Recently wide use of gastric balloons help to decrease the amount of gastric space in order to restrict the amount of food that can be eaten. Gastric balloon procedure is difficult to comply with. In the first postoperative days or weeks, nausea and vomiting are common. There is a noteworthy number of patients who ask removal of the balloon before getting adjusted to it.

  • Malabsorptive Procedures

These procedures are not widely used anymore. In these procedures, the upper part of the small intestine is rerouted to allow food to reach the large intestine so that small intestine is bypassed. These procedures are no longer performed.

  • Restrictive Plus Malabsorptive Procedures

A common form of these procedures is gastric bypass surgery. It is one of the most efficacious methods used in morbid obesity surgery. However, it requires a very experienced team as it is a very complicated technique. It is an irreversible technique as flow direction of the stomach and intestines are intervened.

  • Procedures Effective on the Center of Satiety

Such procedures are becoming widely accepted. The most known and common technique is the use of an adjustable prosthesis implanted on the fundus area of the stomach (ENDOGAST). It is much less discomforting to the patient compared to the balloon technique, where a balloon is swallowed into the stomach with fluid. Nausea and pain are the most common problems in patients who are treated with gastric balloon. These problems which are observed during the first adaptation period (complaints are reduced within 3 to 5 days although it may extend up to 2 weeks) are not experienced in gastric prosthesis. No complaints are observed as it is only 7 grams in weight. It is endoscopically placed and removed. It is the most commonly used procedure in our clinic.

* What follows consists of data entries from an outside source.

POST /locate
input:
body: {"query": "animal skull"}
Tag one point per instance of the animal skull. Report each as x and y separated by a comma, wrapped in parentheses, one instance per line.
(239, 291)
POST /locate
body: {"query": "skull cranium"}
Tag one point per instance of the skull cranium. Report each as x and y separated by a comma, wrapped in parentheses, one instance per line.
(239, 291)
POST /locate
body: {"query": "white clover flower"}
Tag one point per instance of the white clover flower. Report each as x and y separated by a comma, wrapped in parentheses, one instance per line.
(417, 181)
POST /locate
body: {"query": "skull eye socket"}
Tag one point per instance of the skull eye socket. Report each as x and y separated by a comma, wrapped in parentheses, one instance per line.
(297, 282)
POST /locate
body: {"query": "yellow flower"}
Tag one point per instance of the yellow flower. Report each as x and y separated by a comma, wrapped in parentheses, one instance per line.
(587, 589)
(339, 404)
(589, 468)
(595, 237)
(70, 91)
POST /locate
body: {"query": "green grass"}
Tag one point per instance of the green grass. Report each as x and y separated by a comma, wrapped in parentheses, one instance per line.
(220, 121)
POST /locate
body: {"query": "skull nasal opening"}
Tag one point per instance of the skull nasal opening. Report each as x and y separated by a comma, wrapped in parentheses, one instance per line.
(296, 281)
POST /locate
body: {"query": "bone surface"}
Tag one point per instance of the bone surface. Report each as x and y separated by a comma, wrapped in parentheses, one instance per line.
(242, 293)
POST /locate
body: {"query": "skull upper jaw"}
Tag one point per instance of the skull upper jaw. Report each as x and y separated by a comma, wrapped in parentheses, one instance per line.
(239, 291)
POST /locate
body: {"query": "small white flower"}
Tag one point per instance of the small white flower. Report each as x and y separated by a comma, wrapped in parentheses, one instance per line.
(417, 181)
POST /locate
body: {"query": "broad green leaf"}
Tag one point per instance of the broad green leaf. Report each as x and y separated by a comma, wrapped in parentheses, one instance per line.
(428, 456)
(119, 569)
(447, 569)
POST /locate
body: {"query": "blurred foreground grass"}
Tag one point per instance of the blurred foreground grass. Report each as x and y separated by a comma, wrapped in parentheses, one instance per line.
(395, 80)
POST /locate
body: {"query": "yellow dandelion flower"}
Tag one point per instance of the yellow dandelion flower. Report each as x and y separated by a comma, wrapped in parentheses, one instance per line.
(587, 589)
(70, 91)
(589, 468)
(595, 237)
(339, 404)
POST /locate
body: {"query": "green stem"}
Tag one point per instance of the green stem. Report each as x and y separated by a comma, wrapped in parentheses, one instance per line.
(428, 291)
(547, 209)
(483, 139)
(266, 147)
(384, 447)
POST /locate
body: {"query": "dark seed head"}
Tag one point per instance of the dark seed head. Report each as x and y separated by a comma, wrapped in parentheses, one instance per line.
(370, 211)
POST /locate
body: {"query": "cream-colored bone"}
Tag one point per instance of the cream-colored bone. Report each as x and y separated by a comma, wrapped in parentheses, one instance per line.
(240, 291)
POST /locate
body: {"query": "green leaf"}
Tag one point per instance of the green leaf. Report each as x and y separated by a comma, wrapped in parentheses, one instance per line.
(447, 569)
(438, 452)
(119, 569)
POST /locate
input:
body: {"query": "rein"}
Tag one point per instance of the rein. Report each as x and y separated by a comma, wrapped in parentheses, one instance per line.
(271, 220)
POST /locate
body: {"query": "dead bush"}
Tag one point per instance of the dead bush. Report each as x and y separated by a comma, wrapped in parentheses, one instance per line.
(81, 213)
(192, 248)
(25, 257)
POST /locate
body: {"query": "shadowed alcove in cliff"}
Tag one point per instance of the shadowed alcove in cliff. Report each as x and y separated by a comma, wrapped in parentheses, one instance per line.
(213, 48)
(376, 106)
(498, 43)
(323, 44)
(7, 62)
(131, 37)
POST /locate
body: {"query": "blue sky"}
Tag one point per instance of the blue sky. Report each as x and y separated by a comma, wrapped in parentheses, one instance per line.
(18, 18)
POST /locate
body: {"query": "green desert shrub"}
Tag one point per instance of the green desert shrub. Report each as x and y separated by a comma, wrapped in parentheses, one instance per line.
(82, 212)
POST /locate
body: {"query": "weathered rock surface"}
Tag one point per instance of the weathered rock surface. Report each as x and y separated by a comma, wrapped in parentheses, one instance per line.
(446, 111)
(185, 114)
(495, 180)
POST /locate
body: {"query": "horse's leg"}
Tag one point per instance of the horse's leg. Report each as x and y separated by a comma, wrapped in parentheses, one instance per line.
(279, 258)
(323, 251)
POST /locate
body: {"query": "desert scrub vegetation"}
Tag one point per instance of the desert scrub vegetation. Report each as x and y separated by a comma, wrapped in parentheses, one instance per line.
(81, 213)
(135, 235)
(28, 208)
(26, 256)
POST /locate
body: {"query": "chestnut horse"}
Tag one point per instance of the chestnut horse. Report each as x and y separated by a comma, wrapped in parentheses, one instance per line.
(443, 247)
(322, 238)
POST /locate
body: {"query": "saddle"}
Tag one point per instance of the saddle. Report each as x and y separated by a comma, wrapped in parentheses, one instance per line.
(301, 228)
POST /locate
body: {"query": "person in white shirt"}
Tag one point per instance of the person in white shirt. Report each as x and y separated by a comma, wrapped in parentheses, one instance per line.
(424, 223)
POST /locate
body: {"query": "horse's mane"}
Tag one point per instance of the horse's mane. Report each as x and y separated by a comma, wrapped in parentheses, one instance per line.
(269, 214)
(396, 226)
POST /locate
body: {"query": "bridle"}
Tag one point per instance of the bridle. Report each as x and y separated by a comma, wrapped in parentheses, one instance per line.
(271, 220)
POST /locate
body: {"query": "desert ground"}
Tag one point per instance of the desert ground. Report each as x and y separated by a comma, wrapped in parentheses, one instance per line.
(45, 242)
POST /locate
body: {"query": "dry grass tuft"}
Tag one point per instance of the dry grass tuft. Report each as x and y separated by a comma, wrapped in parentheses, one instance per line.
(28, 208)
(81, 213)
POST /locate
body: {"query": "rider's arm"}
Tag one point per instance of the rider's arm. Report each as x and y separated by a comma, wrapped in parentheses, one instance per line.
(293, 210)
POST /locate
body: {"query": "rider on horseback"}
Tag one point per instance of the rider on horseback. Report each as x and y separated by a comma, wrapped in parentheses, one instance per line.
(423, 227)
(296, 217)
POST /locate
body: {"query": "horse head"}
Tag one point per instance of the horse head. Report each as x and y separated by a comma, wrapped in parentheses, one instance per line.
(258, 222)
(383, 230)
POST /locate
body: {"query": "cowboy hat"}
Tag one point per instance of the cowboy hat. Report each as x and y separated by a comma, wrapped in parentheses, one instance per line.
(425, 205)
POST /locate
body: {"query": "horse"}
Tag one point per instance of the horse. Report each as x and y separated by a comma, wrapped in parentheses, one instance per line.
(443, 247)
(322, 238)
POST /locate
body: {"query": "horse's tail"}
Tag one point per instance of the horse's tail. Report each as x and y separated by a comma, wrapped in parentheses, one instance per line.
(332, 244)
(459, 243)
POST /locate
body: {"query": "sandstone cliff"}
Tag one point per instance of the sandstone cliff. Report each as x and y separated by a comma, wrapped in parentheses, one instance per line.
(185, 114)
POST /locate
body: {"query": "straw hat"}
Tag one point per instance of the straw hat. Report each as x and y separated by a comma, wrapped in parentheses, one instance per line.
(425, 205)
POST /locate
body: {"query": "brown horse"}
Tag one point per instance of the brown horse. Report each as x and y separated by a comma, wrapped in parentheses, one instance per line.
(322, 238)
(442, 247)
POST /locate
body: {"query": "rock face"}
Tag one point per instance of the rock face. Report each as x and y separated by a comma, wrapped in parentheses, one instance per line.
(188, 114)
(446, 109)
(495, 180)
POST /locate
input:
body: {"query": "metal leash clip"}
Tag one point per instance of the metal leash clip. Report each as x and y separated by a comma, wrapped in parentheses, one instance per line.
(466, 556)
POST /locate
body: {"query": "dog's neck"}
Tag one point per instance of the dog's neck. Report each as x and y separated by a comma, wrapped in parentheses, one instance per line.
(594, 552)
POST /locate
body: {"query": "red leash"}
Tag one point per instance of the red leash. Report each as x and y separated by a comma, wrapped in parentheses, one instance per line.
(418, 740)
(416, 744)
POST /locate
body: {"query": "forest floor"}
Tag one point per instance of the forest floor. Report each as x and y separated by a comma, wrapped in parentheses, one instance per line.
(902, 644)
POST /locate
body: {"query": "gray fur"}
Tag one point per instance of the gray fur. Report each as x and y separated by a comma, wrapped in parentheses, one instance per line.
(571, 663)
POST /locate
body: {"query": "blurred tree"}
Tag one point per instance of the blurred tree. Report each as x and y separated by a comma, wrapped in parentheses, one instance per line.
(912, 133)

Which procedure is the best?

Each method to be chosen has benefits and disadvantages.

  • Gastric bypass enables faster and a higher amount of weight loss, but it’s the most complicated surgical procedure. It may cause problems in the absorption of nutrients and may result in insufficiency of some important nutrients.
  • Sleeve gastrectomy is a safer method because it does not change the course of food or because no new connections are made between the stomach and the intestine. Lack of important nutrients occurs to a lesser extent.
  • Gastric balloon method has become more popular in weight loss. It is safer and easier to apply because it involves no incision or suture in the stomach or intestine. However, it cannot enable as much weight loss as surgical methods do.

The patient and the surgeon discuss the patient’s expectations from the operation, the method to be chosen and associated risks and come to a conclusion before the surgery.